Here is one way to look at it using an approach similar to that proposed by @Eupraxis1981. Lets say the intervention does nothing, the test measures nothing but noise, and the first score on the test=4. This histogram shows distribution of slopes could we expect:

enter image description here

Under these conditions the slope would be greater than or equal to the observed slope of 0.6 about 12% of the time. I still think there should be a way to rule out large negative effects of the treatment though.

R code:

x<-c(1,2,3,4)
y<-c(4,5,5,6)
actual.slope<-round(lm(y~x)$coefficients[2],2)

probs<-rep(1/6,6)
n=100000
sim.slopes<-matrix(nrow=n,ncol=1)
for(i in 1:n){
  tmp<-c(4,sample(1:6,3, replace=T, prob=probs))

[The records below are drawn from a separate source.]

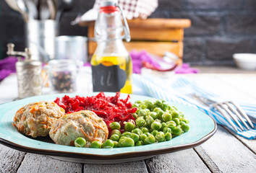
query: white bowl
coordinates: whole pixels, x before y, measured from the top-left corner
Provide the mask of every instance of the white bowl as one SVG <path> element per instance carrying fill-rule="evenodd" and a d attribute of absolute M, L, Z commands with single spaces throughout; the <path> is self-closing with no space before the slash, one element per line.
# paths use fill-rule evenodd
<path fill-rule="evenodd" d="M 256 54 L 235 53 L 233 55 L 236 66 L 244 70 L 256 70 Z"/>

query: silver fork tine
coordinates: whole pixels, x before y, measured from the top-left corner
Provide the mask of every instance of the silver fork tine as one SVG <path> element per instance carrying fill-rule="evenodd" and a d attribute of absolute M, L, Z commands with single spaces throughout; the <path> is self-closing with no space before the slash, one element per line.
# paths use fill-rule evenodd
<path fill-rule="evenodd" d="M 226 103 L 224 103 L 224 102 L 221 103 L 221 106 L 222 108 L 223 108 L 228 112 L 228 114 L 232 117 L 232 119 L 236 122 L 236 123 L 238 125 L 238 126 L 239 126 L 241 130 L 243 131 L 244 130 L 244 128 L 242 126 L 242 125 L 238 121 L 238 120 L 235 117 L 235 115 L 232 113 L 232 112 L 230 111 L 230 110 L 229 109 L 229 106 L 227 105 L 226 105 Z"/>
<path fill-rule="evenodd" d="M 229 124 L 233 127 L 234 130 L 235 130 L 236 132 L 237 132 L 237 128 L 236 128 L 236 125 L 233 123 L 233 121 L 231 120 L 230 117 L 225 112 L 225 111 L 223 111 L 223 110 L 221 108 L 220 105 L 219 104 L 214 104 L 214 105 L 213 105 L 213 106 L 215 108 L 216 108 L 221 112 L 221 114 L 222 115 L 224 116 L 224 117 L 228 120 Z"/>
<path fill-rule="evenodd" d="M 227 105 L 229 106 L 229 108 L 236 115 L 236 116 L 238 117 L 238 118 L 239 118 L 239 120 L 242 121 L 242 123 L 244 125 L 244 126 L 249 130 L 249 126 L 248 125 L 245 123 L 244 118 L 242 117 L 240 113 L 235 109 L 234 108 L 234 107 L 231 105 L 233 105 L 235 107 L 237 108 L 237 107 L 231 102 L 225 102 L 226 105 Z"/>
<path fill-rule="evenodd" d="M 236 107 L 238 111 L 239 111 L 240 113 L 245 117 L 245 119 L 247 120 L 248 123 L 251 125 L 251 127 L 252 128 L 255 128 L 255 125 L 252 124 L 252 121 L 249 120 L 249 117 L 245 113 L 245 112 L 243 110 L 243 109 L 242 109 L 242 107 L 239 105 L 236 105 L 232 102 L 229 102 L 232 103 Z"/>

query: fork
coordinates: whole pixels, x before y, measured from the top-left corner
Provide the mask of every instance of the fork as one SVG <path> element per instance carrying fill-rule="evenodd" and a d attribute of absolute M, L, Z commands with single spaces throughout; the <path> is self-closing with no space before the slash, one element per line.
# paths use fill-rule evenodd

  sim.slopes[i,]<-round(lm(tmp~x)$coefficients[2],2)
}

perc<-round(100*length(sim.slopes[which(sim.slopes>=actual.slope)])/length(sim.slopes),2)

hist(sim.slopes,breaks=seq(-2,2,by=.1), 
     xlab="Slope", col="Grey",
     main=paste(perc,"% of slopes >=", actual.slope ))
hist(sim.slopes[which(sim.slopes>=actual.slope)],
     breaks=seq(-2,2,by=.1), add=T, col="Red")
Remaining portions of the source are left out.